Object Identification in Offline Videos

Besides real-time object identification, FindFace Multi allows for offline video processing. This functionality has a wide range of possible applications, among which the most common case is object detection and recognition in archived videos.

In this chapter:

Video File Formats

FindFace Multi supports a wide variety of file formats depending on the acceleration type (CPU or GPU).

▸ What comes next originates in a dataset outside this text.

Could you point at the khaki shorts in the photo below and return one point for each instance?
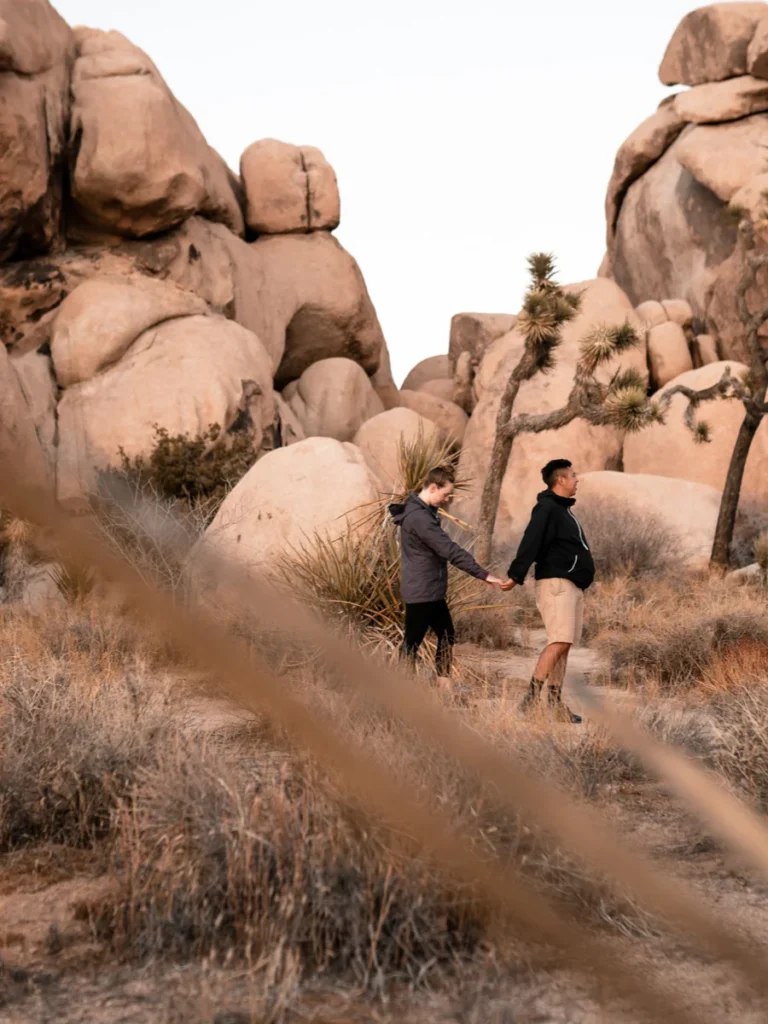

Both CPU- and GPU-accelerated instances support all FFMPEG codecs. In addition to that, the following codecs are supported:

  • CPU-based acceleration: flv (both as a codec and as a container), h263, h264, h265, mjpeg, vp8, vp9, mpeg1video, mpeg2video, msmpeg4v2, msmpeg4v3

  • GPU-based acceleration: mjpeg, h264, h265, vp9 and others, depending on the list of codecs supported by the used video card. Apart from that, for GPU-accelerated instances the CPU-based acceleration can be enabled, thus adding flv support, which is not available by default.

Process Video File

Important

Before the video processing, the following prep work is required:

  1. Designate a camera group to which the system will attribute the object recognition events from the video. The Video archive default camera group is perfect for this task. You can also create a new camera group with basic settings specifically for this video file.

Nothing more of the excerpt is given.